The market in the garden of England is seeing a Dutch bloom

- Penny Churchill

Kent believe it

WHEN, in December 2009, domestic rail services were first introduced on the high-speed (HS1) line between Ashford International station and London St Pancras, commuting times from Ashford to central London were slashed by more than half, from 84 minutes to only 37 minutes. At the time, property search agent Colin Mackenzie fully expected to see a surge of activity in the market for country houses in east Kent, an area previously shunned by commuters because of its abysmal rail links with the capital. ‘In reality’, he says, ‘that surge never happened—until now, when buyers are finally waking up to the charms of this part of Kent, which boasts some of the best Georgian houses to be found anywhere in the county.’

Low-lying areas of east Kent had long been prone to flooding until, in the 17th and 18th centuries, Dutch engineers came to drain the flood plains of the River Stour around Canterbury. Many of them settled in the area, especially after the Glorious Revolution of 1688 that saw Mary II and her husband, William of Orange, installed as joint monarchs of England and Scotland. Waves of Dutch immigrants flowed into east Kent and elsewhere, bringing with them their skills in the manufacture of wool, building and creating the formal gardens that were a speciality of the Netherlands.

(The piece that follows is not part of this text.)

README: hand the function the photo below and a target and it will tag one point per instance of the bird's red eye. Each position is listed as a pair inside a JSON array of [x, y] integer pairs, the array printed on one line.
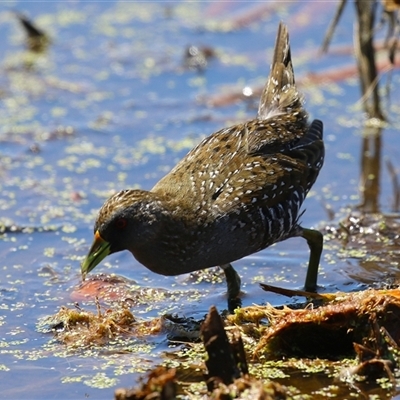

Yeomen farmers of east Kent were quick to reap the benefits of Dutch expertise, among them one John Mantell, described by genealogists as ‘a grazier, of Tenterden’, who made his fortune farming sheep on the reclaimed Romney Marsh. By the early 1700s, the Mantell family owned several large landed estates in east Kent, where existing farmhouses were often gentrified in a conspicuous display of new-found wealth.